To make a bread starter, a baker begins with a mixture of flour and warm water that is set out in the open air to collect yeast. Sometimes, it takes several rounds of trial and error before yeast will appear. Bakers blend 1 cup (125 g) of flour with 1 cup (236.5 ml) of water to make a starter, setting it out in a warm place and covering it with a damp towel to keep it moist. Every 24 hours, the mixture is fed by the baker, who throws half of it away and mixes in 0.5 cup (62.5 g) of flour and 0.5 cup (118.2 ml) of water. Within a few days, the starter will begin to form a bubbly froth, which means that yeast is present and it can be used.
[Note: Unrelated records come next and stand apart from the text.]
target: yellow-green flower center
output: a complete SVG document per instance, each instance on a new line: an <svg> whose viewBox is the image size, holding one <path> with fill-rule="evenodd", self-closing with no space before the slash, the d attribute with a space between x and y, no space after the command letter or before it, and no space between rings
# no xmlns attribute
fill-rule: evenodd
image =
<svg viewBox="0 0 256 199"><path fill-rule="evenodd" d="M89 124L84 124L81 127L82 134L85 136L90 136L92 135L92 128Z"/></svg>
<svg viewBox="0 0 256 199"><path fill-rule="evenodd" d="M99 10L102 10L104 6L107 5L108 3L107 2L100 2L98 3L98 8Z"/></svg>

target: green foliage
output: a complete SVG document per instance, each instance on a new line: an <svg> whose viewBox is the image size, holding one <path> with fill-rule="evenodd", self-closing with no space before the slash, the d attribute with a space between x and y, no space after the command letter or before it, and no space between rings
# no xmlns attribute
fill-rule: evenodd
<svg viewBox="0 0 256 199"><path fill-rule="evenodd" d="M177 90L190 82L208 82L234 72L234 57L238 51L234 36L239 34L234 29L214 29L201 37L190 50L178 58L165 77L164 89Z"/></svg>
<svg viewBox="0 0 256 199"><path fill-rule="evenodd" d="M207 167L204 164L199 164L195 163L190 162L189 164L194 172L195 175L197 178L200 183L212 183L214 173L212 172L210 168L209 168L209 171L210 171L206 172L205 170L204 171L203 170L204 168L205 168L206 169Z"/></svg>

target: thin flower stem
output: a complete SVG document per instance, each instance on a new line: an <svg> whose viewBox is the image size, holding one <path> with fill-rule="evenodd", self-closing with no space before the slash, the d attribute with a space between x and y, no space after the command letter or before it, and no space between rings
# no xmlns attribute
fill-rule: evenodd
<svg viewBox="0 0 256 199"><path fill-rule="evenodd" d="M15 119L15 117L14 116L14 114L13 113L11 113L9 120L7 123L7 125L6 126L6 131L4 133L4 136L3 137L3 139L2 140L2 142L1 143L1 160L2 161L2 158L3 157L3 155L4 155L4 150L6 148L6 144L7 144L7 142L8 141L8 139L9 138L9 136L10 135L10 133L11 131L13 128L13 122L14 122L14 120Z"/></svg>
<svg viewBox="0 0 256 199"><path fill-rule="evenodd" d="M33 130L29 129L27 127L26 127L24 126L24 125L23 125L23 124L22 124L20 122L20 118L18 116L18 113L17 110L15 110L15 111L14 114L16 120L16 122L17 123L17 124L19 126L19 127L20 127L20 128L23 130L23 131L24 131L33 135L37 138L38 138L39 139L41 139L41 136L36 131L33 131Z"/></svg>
Once a starter has taken, it is usually refrigerated, which slows the growth of the yeast. When the baker is ready to use it, it is taken out of the cold and proofed. Proofing involves adding another cup (236.5 ml) of warm water and a cup (125 g) of flour to the starter to "wake up" the yeast and begin the fermentation process, which will result in bread. Depending on the yeast present in the bread starter, this proofed “sponge” may take two to 24 hours to become bubbly and edged with a white froth, indicating that it is ready.
To make bread, a small amount of the sponge is set aside and stored so that the baker has starter for next time. Then the ingredients of the bread, which can be as simple as water, flour, and salt, are mixed together to create dough. The dough is kneaded, allowed to rise, and baked. Most breads made from a starter rather than yeast have a more complex, slightly fermented flavor that many diners greatly appreciate.
It is easy to make bread starter and care for it. Some groups of friends or organizations exchange starter, as is the case with Amish Friendship Bread. Exchanging starters all over the world can allow bakers access to a wide variety of new flavors for their breads. Making a starter is also a fun way for children to learn about chemistry and baking.